I am sort of taking the day off from work today. Not a smartest move on my part. The economy has slammed into my life coaching business like a train out of control, but this issue is too important to my heart and soul and my sense of decency.
I got my hair cut today at a new place. Just a couple of inches off my unruly mop. My hairdresser, Ruben, is deaf, but hears with the aid of a hearing aid. I went there because he and his partner, Rafael are owners who are from Manhattan. I am a snob when it comes to my hair. I can’t tell you how many times local hairdressers think I want to look like Joan Rivers or worse. I don’t – just for the record.
As I sat there and this gentle man went about cutting my hair and checking in on me, I got a little teary eyed. I thought of all the struggles that he has had to deal with in his life. People use labels to project hatred onto others. They take perfectly fine words and twist it into something ugly, something to fear. From what I could tell and see about Ruben, he is of a slight built, deaf, Hispanic and gay. All good words unless you are a hateful person. He probably came into the world as a perfectly beautiful baby whose life was filled with possibilities until society decided to label him.

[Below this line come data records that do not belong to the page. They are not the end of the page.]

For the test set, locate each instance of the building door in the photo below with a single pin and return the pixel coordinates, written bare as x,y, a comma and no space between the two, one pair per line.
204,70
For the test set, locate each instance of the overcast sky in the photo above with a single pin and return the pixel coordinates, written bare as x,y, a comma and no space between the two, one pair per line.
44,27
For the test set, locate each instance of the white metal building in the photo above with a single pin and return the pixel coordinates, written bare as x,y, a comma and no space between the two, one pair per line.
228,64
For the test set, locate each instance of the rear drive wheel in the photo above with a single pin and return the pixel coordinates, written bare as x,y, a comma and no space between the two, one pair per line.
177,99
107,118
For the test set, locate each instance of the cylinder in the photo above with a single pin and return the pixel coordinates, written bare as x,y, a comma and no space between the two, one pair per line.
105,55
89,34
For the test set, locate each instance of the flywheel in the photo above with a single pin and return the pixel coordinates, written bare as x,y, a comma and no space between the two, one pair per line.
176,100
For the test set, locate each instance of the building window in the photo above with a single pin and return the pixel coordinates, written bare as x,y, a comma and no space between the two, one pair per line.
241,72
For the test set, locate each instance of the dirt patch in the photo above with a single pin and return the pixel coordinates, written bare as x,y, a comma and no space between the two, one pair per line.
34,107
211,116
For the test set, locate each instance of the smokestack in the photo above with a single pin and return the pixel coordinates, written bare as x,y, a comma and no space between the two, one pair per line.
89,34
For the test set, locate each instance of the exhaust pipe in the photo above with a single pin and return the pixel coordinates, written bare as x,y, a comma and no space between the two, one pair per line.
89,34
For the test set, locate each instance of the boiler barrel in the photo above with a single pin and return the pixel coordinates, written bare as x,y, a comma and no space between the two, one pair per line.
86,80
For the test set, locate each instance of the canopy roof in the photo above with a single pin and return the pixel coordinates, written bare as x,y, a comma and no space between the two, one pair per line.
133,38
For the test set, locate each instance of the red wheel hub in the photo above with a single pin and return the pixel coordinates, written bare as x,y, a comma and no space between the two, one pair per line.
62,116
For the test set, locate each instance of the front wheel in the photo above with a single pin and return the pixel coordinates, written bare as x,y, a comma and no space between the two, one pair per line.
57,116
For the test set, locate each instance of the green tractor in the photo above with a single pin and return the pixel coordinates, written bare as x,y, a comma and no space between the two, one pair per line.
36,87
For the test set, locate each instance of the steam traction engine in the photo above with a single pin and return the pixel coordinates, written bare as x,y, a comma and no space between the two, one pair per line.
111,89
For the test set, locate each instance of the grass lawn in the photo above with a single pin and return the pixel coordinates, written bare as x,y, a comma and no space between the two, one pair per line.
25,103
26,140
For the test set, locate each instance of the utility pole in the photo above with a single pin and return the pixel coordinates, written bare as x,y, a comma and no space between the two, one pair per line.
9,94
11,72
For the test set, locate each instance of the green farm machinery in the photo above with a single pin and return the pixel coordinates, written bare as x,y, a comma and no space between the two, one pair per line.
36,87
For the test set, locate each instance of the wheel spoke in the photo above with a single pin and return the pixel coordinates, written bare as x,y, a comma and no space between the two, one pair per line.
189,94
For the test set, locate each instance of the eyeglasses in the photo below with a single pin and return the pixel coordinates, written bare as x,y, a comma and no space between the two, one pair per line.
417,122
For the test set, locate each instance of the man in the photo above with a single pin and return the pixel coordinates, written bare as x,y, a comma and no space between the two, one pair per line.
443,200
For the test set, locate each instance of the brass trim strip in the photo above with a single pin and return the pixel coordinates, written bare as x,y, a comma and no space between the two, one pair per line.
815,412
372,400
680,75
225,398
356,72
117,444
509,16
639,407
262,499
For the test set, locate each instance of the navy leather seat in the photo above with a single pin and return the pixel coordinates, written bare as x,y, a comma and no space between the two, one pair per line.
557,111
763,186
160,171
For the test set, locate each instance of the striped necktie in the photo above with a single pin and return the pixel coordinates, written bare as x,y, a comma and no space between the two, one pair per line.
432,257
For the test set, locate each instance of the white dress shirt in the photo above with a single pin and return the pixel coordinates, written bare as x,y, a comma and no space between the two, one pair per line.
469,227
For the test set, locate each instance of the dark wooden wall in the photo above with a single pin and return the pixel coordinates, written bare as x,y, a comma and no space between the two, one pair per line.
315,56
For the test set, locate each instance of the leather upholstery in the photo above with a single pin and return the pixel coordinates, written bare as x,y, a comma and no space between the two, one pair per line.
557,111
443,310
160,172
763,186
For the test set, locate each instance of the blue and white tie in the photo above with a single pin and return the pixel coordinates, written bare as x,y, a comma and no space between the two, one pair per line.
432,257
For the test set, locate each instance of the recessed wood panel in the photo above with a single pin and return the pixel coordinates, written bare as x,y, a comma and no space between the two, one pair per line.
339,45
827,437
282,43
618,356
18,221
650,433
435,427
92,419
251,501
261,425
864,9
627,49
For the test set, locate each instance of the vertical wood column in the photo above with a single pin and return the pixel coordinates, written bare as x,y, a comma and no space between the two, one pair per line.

I always used to say that the most hated people in the world have got to be a black, lesbians (woman, black and gay, oh my) and now I throw in “and who is a Muslim.”

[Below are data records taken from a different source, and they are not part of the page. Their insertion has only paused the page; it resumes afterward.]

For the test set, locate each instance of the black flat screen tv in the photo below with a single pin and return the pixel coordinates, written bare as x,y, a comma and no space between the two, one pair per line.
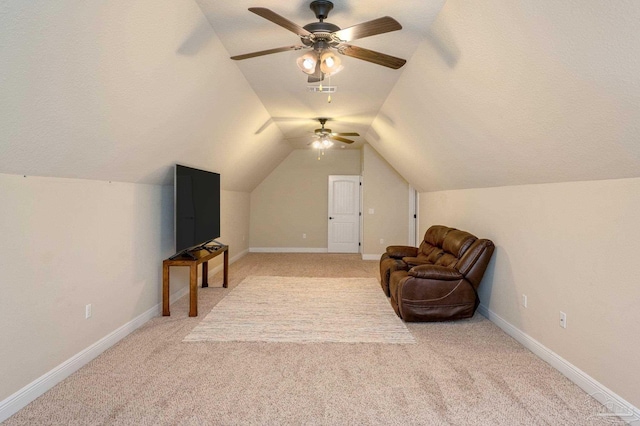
197,207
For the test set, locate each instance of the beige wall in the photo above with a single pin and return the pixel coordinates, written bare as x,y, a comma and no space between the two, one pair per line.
292,200
571,247
387,193
69,242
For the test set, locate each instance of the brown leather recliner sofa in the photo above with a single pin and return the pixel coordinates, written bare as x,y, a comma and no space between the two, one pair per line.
437,281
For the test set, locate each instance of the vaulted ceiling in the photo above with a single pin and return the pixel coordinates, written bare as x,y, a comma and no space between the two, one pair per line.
494,93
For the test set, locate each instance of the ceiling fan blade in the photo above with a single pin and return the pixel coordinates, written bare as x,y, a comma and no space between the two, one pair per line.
267,52
366,29
279,20
371,56
339,139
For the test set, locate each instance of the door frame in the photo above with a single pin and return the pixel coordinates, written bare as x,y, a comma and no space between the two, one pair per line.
360,222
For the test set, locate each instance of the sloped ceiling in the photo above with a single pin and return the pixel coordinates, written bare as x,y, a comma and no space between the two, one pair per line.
494,92
122,91
362,87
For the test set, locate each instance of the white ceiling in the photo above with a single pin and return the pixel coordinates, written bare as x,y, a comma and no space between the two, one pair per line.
494,93
362,87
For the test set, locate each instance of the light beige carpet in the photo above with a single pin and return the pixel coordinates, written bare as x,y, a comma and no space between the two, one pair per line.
464,372
303,310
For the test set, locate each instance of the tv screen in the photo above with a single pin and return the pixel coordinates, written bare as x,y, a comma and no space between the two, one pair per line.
197,207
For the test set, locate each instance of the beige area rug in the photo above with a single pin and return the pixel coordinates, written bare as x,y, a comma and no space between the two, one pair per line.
303,310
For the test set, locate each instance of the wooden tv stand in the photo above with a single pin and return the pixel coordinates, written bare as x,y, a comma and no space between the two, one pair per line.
201,256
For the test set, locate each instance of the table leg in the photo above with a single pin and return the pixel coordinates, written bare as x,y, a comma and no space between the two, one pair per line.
193,290
165,290
225,269
205,274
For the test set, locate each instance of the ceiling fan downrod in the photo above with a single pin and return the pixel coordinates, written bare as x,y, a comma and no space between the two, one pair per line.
321,8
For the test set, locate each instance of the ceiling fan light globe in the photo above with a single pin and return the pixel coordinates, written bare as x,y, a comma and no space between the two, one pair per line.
330,63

Wanda Skyes, a black comic/actress came out more publicly because of Prop 8. Guess you got to be afraid of a woman who makes people laugh, eh? Yeah, don’t give her the same rights we have. We’ll show her. Huh?

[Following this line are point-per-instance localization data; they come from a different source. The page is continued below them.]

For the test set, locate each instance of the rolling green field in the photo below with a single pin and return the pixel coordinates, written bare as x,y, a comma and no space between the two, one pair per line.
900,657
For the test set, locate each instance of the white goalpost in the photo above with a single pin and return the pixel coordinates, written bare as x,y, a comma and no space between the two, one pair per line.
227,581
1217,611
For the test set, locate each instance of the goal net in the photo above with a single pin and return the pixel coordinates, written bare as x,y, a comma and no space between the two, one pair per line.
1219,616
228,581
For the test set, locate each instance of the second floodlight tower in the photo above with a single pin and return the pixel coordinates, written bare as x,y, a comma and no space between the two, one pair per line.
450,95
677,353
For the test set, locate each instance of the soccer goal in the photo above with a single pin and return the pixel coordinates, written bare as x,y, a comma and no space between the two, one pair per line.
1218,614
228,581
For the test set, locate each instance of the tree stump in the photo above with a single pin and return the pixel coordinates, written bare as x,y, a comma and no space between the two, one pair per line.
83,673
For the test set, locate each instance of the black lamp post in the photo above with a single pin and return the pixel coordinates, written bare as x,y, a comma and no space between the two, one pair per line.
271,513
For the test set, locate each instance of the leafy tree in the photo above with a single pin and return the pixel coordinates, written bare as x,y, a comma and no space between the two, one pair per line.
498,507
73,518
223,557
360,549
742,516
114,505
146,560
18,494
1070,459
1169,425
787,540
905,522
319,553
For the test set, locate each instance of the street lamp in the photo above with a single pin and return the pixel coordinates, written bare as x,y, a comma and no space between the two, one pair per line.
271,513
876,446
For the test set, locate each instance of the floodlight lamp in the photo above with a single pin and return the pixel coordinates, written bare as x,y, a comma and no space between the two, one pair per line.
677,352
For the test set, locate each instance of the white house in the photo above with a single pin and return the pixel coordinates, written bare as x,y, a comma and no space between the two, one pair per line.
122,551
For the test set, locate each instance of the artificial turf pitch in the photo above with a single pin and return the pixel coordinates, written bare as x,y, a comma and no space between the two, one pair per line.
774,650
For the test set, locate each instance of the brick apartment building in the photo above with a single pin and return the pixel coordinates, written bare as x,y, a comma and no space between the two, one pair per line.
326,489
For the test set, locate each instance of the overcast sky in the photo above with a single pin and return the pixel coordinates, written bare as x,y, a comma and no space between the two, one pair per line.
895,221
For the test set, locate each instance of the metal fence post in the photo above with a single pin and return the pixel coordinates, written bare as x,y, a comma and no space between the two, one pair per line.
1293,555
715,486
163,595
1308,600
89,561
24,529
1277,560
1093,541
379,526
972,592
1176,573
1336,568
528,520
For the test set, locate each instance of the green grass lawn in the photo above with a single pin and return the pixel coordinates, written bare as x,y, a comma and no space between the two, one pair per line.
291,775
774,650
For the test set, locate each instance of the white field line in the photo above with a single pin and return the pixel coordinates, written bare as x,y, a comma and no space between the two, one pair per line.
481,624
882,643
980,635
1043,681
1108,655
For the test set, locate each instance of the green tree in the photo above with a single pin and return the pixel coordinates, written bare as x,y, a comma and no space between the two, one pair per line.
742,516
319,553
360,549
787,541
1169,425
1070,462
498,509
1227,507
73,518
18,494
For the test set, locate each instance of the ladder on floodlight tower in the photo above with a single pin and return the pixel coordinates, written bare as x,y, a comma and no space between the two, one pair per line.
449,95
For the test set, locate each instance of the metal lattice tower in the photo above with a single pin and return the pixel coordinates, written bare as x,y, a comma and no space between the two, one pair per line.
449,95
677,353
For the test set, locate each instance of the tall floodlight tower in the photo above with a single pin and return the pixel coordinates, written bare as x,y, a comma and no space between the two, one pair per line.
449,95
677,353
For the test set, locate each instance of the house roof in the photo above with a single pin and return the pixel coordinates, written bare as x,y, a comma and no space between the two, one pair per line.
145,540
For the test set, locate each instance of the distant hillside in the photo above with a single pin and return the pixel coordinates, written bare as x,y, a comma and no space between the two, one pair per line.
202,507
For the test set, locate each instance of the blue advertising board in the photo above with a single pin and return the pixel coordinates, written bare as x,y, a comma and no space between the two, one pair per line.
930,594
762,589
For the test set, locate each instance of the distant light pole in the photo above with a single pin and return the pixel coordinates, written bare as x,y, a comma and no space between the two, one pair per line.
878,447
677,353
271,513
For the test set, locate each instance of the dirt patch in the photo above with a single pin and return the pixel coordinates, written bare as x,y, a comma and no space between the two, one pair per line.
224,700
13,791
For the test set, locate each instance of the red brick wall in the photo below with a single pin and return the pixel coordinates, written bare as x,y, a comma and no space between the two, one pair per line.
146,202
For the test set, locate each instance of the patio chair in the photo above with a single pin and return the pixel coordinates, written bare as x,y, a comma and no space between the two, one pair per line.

I think about discrimination a lot a lot of the time. I think about it a lot because for the life of me I don’t understand how it can exist. Everybody seems to have religion of some sort and still they hate. I left my parents church at 16 and have never looked back. I left because of the discrimination I saw at church and outside of church. I hate discrimination more than I hate the shape that my thighs are in. That is a white hot hate I feel.
So why do I want a divorce? Because of discrimination. Because of Prop 8 in CA. Because people feel they need to hold people down. Because if I get a divorce because of Prop 8 than I can tell my gay friends that marriage ain’t all that.
What difference does it make to people who people love? Aren’t you happy that they love someone and want to spend their lives with that person as opposed to them going out on a shooting spree? And who is in charge of allocating love? Isn’t it your God? Oh, no. God hates gays? I think not. God hates hate. She told me so.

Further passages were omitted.